First, where is your primary residence? Are you maintaining legal residency in Canada and only visiting the UK for 6 months at a time? Where is your home, bank accounts, utility bill payments etc. taking place? 

There are other aspects to consider if you want to spend alternating periods in each country. You could be 'deemed resident' in both countries for example and get into a mess with the tax people in the UK. 

Are you getting a UK state pension from the years you worked there before moving to Canada? Is it being paid to you in Canada? If in Canada, then it is frozen but you can claim the increase for the time you are in the UK.

If you consider yourself a resident of Canada (have your home there) and are only visiting the UK, my advice would be to keep your visits to under 153 days per year. That is the simplest way to handle it and likely to give you the least possibility of problems. Yes, you can be absent for up to 212 days in a given year but must have NOT been absent for more than 153 days in the two preceding years. So you could be absent longer every third year. The simplest way as I said is just stick to the 153 days per year maximum.

When in the UK, apply for the uplift in your UK pension for the period of time you will be there if you haven't already been doing so. Given your age and the amount of State Pension you are probably being paid, it will be a signifigant uplift per week while in the UK.
The great pensions divide... How expats receive up to FOUR TIMES less, despite paying in the same | This is Money

Re GIS, if you stick to under 153 days absence per year, you will remain eligible for it. Also depending on your income of course.


----------



## huntleym (Aug 18, 2011)

Hmmmm! Much to think about . To answer some of your points...
_First, where is your primary residence? Are you maintaining legal residency in Canada and only visiting the UK for 6 months at a time? Where is your home, bank accounts, utility bill payments etc. taking place?_ 
Our primary residence is Burlington Canada. We have bank accounts in both countries, we pay utility bills in both countries.
Since our income is only from state pensions in both countries (UK paid into UK bank) it is not likely we will be paying income tax anywhere. We know all about the increase in UK pension whilst we are there and have applied for, and received the increase for many years.

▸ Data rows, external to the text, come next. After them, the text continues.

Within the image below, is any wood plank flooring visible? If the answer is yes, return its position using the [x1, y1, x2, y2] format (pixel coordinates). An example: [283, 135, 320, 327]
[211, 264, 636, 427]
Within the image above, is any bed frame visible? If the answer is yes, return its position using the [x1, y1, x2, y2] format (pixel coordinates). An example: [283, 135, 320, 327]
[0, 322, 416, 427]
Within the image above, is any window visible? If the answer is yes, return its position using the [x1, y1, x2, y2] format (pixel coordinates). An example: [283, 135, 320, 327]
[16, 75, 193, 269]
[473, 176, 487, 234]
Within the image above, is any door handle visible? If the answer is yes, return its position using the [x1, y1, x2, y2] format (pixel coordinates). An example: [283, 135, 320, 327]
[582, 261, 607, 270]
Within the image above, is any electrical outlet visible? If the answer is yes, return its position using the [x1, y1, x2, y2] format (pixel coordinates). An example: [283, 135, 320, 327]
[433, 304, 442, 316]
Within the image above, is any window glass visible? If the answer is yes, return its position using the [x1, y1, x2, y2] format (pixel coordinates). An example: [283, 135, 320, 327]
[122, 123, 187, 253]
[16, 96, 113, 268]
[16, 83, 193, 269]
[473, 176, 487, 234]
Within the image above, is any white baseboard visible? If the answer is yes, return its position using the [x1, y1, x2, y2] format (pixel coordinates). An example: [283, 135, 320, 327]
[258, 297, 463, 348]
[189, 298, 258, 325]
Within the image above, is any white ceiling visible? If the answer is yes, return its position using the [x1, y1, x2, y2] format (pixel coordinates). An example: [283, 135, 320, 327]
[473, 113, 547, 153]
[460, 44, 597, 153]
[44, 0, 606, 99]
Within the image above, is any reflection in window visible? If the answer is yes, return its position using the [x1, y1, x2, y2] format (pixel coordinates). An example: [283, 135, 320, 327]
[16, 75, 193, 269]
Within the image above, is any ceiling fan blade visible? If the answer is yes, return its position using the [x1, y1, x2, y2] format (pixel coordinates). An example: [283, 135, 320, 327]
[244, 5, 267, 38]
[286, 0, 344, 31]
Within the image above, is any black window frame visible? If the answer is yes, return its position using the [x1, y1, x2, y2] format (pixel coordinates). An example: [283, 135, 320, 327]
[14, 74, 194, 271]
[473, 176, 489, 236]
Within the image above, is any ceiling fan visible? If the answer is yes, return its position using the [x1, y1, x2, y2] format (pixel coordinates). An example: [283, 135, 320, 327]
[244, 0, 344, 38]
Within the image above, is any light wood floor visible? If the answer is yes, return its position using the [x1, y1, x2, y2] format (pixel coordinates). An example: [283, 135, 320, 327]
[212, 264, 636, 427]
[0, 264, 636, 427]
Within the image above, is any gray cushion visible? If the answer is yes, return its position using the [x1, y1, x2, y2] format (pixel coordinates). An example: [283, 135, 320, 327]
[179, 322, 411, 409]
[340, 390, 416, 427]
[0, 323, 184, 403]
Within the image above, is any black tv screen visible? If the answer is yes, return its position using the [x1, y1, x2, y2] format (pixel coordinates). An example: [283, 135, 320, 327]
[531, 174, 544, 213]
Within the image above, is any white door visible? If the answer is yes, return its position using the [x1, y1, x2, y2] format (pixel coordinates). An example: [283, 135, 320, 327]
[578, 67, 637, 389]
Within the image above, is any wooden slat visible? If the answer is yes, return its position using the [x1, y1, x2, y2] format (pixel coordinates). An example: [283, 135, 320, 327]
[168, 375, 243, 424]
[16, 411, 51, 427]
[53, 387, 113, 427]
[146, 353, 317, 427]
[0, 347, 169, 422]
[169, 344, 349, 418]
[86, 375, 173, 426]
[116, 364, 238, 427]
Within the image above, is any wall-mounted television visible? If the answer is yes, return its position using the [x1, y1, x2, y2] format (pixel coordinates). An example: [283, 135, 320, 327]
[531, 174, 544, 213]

Seems your idea of 153 days per year in UK might be the solution. We live in our children's house in the UK during our stays and do NOT own any UK property. We are very poor!! Existing on just state pensions which we can do by just changing our daily expenses over from Canada to UK. Canadian Property taxes, loan repayments, condo fees and utilities are paid in Canada from Canadian Bank. UK City taxes, utilities, housekeeping etc are paid from UK bank account. It's a bit of a "juggle" but it's worked hitherto. This is the first year we have stayed for 6 months. 

Finally can we come back in say February next for 153 days having returned in October? Then how long before we can come back again? To the UK that is.

Thanks for all your advice so far, FYI we used to live in East Oakville, Pinehurst Drive to be precise.


----------